Volevo credergli, non desideravo nulla di più che credergli. Non importava comunque. Continuai a correre. La caviglia, traditrice, cedette all'improvviso, mentre scendevo le scale. Lanciai un grido e atterrai sulle ginocchia. Le sentii bruciare. Mi sforzai di tirarmi su, nonostante il dolore alla caviglia. Vidi solo in quel momento, con gli occhi che mi bruciavano per le lacrime, che il mio piede era scalzo. La mia scarpetta era a qualche metro da me, in fondo alla scala.

-Sher, stai bene?- sentii Algol chinarsi al mio fianco. Il suo respiro s'infranse contro la mia guancia, facendo formicolare la pelle.

-Non lo so- gemetti, con la voce che mi tremava. Era vero, non sapevo come stavo.

-Ti sei storta la caviglia?- Algol mi cinse la vita con un braccio e mi aiutò a sollevarmi.
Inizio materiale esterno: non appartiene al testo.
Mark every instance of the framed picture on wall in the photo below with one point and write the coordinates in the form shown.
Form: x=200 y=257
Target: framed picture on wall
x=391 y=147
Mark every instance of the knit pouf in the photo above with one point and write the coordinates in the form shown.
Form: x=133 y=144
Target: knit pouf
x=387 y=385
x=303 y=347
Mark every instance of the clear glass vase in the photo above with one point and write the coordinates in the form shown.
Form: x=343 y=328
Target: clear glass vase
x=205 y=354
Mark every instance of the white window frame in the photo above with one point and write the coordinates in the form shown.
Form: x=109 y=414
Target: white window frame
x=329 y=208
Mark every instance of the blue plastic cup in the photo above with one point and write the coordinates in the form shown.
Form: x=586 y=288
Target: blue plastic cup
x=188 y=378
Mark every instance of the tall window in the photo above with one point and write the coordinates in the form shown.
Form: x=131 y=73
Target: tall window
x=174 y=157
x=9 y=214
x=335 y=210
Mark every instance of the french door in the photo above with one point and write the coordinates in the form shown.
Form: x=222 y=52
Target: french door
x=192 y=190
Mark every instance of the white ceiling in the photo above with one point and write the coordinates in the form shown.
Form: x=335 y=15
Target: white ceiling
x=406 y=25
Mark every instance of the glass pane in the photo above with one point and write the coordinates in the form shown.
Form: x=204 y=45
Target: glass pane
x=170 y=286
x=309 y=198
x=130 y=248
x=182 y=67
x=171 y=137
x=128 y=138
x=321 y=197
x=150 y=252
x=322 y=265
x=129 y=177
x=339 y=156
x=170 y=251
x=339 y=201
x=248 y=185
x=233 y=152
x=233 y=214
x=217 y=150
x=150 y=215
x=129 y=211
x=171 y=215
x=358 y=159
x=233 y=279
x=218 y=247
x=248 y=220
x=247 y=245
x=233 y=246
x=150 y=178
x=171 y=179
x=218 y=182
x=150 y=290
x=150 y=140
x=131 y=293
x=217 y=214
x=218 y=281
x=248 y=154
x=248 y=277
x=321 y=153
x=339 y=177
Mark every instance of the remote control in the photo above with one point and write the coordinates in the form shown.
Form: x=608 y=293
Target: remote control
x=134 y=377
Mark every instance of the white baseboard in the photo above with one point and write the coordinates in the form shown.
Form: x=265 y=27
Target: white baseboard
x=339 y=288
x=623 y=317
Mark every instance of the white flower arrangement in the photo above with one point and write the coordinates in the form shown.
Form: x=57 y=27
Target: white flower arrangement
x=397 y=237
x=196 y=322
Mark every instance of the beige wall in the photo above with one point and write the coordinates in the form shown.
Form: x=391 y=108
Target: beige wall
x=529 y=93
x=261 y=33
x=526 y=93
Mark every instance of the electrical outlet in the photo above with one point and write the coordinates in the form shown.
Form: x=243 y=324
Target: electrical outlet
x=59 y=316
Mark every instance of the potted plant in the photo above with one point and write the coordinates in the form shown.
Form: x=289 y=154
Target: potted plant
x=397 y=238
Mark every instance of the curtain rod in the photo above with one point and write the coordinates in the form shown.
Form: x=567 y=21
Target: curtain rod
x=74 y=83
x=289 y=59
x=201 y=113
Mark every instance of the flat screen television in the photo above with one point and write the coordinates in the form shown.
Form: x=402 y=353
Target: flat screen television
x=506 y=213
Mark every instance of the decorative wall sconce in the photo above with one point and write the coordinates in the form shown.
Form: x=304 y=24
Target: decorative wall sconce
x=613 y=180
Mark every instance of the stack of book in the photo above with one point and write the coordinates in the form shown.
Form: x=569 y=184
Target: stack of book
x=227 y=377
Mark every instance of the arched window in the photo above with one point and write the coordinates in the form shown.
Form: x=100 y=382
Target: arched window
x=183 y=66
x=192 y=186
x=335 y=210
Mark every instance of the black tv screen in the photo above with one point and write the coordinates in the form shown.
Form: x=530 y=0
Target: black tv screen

Io traballai, sentendomi avvolta dal calore del suo tocco. Avrei voluto correre via, ma sapevo di non potermi muovere con una caviglia che non mi sosteneva. Lasciai che mi accompagnasse poco distante, che si chinasse, che mi tastasse la caviglia, come se fossi una povera e indifesa fanciulla.

-Perché non torni da lei?- chiesi, debolmente. Volevo risultare provocatoria, invece fui solo patetica.

-Perché io non voglio tornare da lei... Anne mi ha seguito in bagno e mi ha baciato... possibile che tu sia così sciocca, che tu non capisca la verità? Lei vuole dividerci!- era furioso.

-Sciocca?- domandai –Io non sono sciocca!- lo spinsi via.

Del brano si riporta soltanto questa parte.